Il l’a vraiment dit. Bruno Le Maire veut sortir «une bonne fois pour toutes du mirage de la gratuité universelle».
Dans une folle interview ce weekend au Journal du dimanche, titre naufragé à l’extrême droite depuis sa reprise en main en 2023 par Vincent Bolloré, le ministre de l’Économie Bruno Le Maire a livré sa vision (présidentielle ?) pour la France. Une vision ultra-libérale à rebours des enjeux sociaux et écologiques de notre époque.

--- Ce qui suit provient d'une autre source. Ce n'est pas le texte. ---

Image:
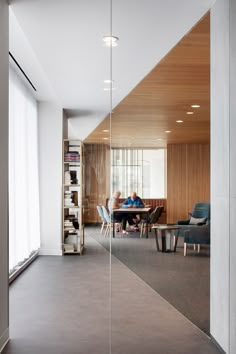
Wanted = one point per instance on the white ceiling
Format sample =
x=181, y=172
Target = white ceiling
x=59, y=45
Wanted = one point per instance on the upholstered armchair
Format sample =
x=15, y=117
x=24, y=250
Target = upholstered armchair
x=199, y=216
x=197, y=236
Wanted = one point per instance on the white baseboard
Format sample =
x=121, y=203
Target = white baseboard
x=4, y=339
x=50, y=252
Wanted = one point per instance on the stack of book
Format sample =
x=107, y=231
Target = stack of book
x=72, y=156
x=67, y=177
x=68, y=225
x=68, y=248
x=68, y=202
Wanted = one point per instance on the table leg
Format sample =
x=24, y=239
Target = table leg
x=176, y=239
x=163, y=240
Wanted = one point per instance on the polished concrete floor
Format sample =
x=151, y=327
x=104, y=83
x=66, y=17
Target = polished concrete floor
x=183, y=281
x=68, y=305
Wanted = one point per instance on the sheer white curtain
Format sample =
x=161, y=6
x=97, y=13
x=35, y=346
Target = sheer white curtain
x=24, y=226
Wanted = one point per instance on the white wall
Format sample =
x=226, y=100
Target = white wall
x=4, y=305
x=223, y=174
x=50, y=175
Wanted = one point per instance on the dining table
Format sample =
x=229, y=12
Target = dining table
x=144, y=211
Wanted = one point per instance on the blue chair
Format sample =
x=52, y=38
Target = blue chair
x=103, y=219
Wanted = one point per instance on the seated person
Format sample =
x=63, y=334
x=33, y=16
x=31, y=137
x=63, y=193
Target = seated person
x=123, y=218
x=134, y=202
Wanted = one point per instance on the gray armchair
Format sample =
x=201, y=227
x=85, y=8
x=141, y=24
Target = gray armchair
x=199, y=216
x=197, y=236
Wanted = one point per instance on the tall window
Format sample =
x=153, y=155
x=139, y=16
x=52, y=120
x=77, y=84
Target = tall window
x=24, y=226
x=142, y=171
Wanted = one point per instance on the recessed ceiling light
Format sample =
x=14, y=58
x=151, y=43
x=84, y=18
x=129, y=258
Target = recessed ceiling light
x=109, y=88
x=110, y=41
x=108, y=81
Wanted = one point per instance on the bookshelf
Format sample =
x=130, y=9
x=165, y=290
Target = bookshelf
x=72, y=197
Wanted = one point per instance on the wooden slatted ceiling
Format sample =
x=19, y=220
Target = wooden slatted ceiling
x=164, y=96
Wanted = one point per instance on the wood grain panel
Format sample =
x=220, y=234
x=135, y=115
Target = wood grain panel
x=164, y=96
x=188, y=178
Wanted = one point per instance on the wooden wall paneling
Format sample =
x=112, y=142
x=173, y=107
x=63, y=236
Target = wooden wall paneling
x=188, y=178
x=176, y=182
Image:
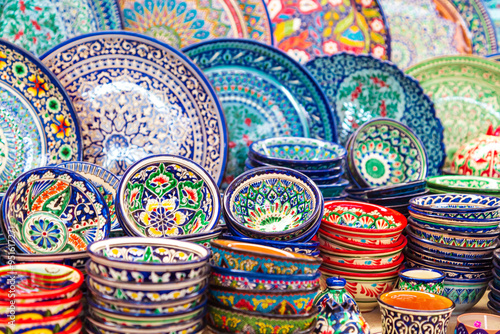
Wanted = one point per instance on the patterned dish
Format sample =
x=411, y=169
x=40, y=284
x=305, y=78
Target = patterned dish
x=54, y=210
x=165, y=195
x=265, y=93
x=182, y=23
x=385, y=152
x=135, y=97
x=38, y=25
x=298, y=153
x=272, y=203
x=464, y=90
x=361, y=88
x=39, y=125
x=313, y=29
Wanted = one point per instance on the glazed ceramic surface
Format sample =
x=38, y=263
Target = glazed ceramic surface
x=166, y=195
x=464, y=90
x=39, y=125
x=182, y=23
x=103, y=180
x=361, y=88
x=385, y=152
x=155, y=101
x=54, y=210
x=265, y=93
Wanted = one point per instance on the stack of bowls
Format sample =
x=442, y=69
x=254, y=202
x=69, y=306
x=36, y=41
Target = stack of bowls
x=456, y=234
x=146, y=285
x=362, y=243
x=42, y=297
x=320, y=160
x=256, y=286
x=276, y=207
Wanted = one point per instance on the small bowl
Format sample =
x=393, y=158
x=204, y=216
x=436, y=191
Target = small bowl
x=257, y=281
x=421, y=279
x=263, y=259
x=149, y=260
x=298, y=153
x=283, y=302
x=272, y=203
x=419, y=309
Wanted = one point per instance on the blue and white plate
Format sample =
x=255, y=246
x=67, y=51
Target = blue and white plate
x=135, y=97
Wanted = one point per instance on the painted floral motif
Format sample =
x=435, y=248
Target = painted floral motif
x=307, y=29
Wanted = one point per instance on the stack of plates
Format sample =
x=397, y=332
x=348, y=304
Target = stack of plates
x=362, y=243
x=146, y=285
x=321, y=161
x=45, y=298
x=276, y=206
x=456, y=234
x=253, y=286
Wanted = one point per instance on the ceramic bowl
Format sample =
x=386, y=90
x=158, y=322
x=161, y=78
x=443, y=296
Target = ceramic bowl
x=165, y=195
x=298, y=153
x=149, y=260
x=404, y=311
x=262, y=259
x=282, y=302
x=41, y=282
x=272, y=203
x=257, y=281
x=421, y=279
x=237, y=321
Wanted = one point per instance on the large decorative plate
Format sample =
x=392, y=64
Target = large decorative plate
x=38, y=25
x=265, y=93
x=135, y=97
x=306, y=29
x=104, y=181
x=361, y=87
x=54, y=210
x=422, y=29
x=180, y=23
x=38, y=124
x=466, y=92
x=165, y=195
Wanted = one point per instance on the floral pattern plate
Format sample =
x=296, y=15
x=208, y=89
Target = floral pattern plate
x=165, y=195
x=38, y=25
x=265, y=93
x=306, y=29
x=54, y=210
x=181, y=23
x=361, y=87
x=465, y=91
x=103, y=180
x=38, y=122
x=135, y=97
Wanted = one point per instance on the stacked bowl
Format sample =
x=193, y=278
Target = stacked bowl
x=146, y=285
x=320, y=160
x=362, y=243
x=276, y=207
x=256, y=289
x=456, y=234
x=40, y=298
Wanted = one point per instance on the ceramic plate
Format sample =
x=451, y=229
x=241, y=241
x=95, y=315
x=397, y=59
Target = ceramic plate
x=465, y=92
x=38, y=123
x=181, y=23
x=306, y=29
x=103, y=180
x=265, y=93
x=361, y=88
x=38, y=25
x=54, y=210
x=166, y=195
x=423, y=29
x=135, y=97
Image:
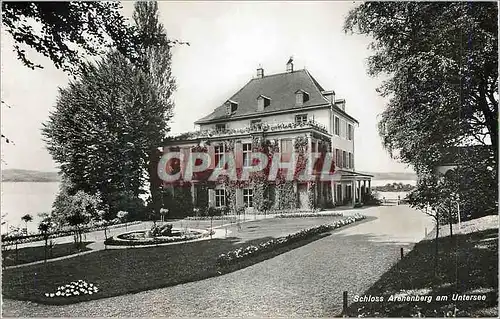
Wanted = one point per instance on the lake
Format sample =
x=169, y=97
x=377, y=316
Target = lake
x=20, y=198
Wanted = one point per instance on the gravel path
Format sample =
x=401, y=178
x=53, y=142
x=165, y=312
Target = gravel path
x=305, y=282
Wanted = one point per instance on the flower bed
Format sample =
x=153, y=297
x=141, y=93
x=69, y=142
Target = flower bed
x=301, y=215
x=228, y=218
x=128, y=239
x=252, y=250
x=75, y=288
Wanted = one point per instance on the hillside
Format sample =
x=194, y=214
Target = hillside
x=22, y=175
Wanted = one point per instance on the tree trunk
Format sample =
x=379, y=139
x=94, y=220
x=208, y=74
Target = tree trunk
x=450, y=216
x=436, y=247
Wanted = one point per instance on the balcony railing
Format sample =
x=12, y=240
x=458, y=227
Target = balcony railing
x=257, y=128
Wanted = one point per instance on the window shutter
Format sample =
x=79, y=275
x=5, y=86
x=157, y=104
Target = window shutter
x=238, y=154
x=211, y=152
x=211, y=198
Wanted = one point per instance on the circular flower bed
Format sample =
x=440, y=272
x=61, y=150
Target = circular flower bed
x=145, y=237
x=75, y=288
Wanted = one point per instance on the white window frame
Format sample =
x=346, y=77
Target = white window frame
x=219, y=129
x=350, y=131
x=247, y=154
x=256, y=123
x=300, y=118
x=248, y=197
x=220, y=198
x=219, y=153
x=281, y=146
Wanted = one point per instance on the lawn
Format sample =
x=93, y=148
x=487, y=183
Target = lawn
x=123, y=271
x=468, y=264
x=30, y=254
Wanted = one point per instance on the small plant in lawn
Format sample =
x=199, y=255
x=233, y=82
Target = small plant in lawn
x=75, y=288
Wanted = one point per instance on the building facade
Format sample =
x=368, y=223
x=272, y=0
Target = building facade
x=288, y=112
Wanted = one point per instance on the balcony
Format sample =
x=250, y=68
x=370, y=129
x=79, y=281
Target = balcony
x=260, y=128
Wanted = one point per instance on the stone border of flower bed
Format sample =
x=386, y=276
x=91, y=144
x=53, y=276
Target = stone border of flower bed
x=114, y=241
x=253, y=250
x=6, y=241
x=301, y=215
x=228, y=218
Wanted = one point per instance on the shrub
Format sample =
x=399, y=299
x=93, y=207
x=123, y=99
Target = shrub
x=180, y=204
x=252, y=250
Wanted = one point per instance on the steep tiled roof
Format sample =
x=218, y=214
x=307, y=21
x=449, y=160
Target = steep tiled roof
x=280, y=88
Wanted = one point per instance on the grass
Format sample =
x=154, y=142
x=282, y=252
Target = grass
x=37, y=253
x=468, y=264
x=124, y=271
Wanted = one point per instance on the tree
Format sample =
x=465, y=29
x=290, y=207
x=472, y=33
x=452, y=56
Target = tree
x=75, y=210
x=155, y=61
x=66, y=32
x=427, y=197
x=44, y=227
x=441, y=60
x=94, y=133
x=27, y=218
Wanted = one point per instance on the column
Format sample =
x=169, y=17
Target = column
x=211, y=197
x=193, y=194
x=332, y=185
x=353, y=192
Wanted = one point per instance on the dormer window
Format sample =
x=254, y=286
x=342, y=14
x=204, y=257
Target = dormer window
x=301, y=97
x=220, y=127
x=262, y=102
x=231, y=107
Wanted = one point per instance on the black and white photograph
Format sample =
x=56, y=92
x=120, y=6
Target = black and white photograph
x=249, y=159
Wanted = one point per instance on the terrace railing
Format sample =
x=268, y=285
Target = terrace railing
x=264, y=127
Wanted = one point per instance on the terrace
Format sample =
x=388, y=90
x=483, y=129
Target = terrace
x=261, y=128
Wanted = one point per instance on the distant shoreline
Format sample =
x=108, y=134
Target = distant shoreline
x=31, y=176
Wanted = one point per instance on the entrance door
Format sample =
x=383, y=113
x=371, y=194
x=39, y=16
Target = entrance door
x=303, y=196
x=338, y=194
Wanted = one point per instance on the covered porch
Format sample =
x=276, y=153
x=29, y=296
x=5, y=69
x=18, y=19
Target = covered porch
x=349, y=187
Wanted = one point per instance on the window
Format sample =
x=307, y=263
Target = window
x=337, y=126
x=220, y=197
x=247, y=154
x=301, y=118
x=349, y=132
x=219, y=155
x=256, y=123
x=248, y=197
x=263, y=102
x=234, y=107
x=220, y=127
x=286, y=149
x=338, y=157
x=301, y=97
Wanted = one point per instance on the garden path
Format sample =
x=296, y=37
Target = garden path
x=304, y=282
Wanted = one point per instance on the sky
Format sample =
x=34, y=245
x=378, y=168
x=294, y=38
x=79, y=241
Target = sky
x=228, y=42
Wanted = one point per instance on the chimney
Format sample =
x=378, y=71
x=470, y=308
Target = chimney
x=330, y=95
x=289, y=65
x=260, y=72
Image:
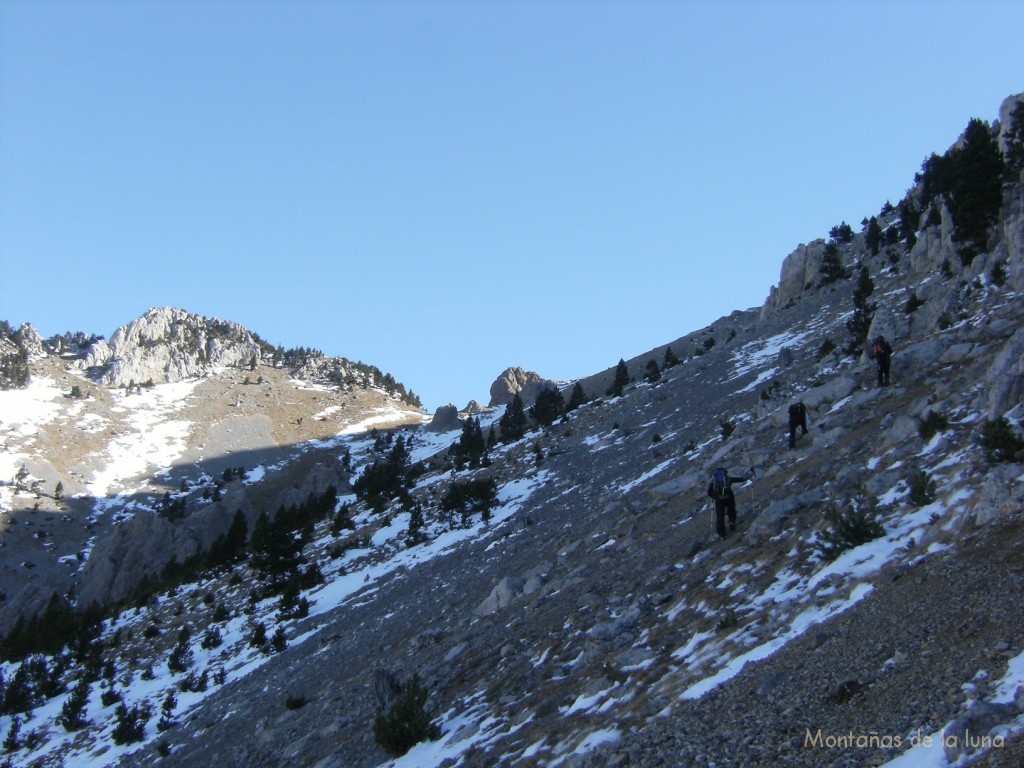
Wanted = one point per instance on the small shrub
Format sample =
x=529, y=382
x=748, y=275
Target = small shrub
x=849, y=528
x=922, y=488
x=826, y=348
x=999, y=274
x=131, y=724
x=913, y=303
x=999, y=441
x=110, y=696
x=931, y=424
x=728, y=621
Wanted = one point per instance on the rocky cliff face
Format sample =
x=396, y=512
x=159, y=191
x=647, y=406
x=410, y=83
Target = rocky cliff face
x=512, y=381
x=169, y=345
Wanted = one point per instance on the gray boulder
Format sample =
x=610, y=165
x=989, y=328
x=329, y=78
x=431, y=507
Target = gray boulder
x=445, y=419
x=504, y=593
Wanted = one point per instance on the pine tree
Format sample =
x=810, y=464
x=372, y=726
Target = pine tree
x=181, y=657
x=549, y=406
x=130, y=725
x=621, y=381
x=513, y=421
x=12, y=742
x=72, y=716
x=652, y=373
x=671, y=360
x=167, y=712
x=414, y=535
x=407, y=722
x=577, y=397
x=872, y=236
x=832, y=266
x=1014, y=137
x=976, y=192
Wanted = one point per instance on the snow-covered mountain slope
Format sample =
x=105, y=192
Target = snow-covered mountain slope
x=864, y=612
x=90, y=457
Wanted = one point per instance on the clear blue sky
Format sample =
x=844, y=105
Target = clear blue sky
x=445, y=188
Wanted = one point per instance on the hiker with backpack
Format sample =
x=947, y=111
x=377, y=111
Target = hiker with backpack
x=882, y=353
x=798, y=420
x=720, y=488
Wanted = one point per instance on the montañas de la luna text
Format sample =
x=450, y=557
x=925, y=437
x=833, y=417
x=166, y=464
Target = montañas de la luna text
x=876, y=740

Le locataire de Bercy appelle, ni plus ni moins, à en finir avec l’Etat-providence – «une machine à empiler de nouvelles dépenses publiques» -, et à détricoter ainsi les protections sociales instaurées dans la concorde nationale de l’après-Seconde Guerre mondiale.
Usant des moyens rhétoriques les plus déloyaux, il fait de la réduction des dépenses publiques l’unique façon de sauver ce qui peut l’être. Exemple : «Nous voulons faire des urgences à l’hôpital une priorité ? Alors renonçons à d’autres dépenses moins prioritaires», dit-il, omettant les autres leviers à sa disposition. Comme la taxation des revenus et patrimoines les plus élevés, fortement allégée depuis l’arrivée au pouvoir d’Emmanuel Macron en 2017.
Il espère ainsi «reprendre la maîtrise de ce système devenu incontrôlable. Quel est en fait son but ultime ? La gratuité de tout, pour tous, tout le temps : c’est intenable».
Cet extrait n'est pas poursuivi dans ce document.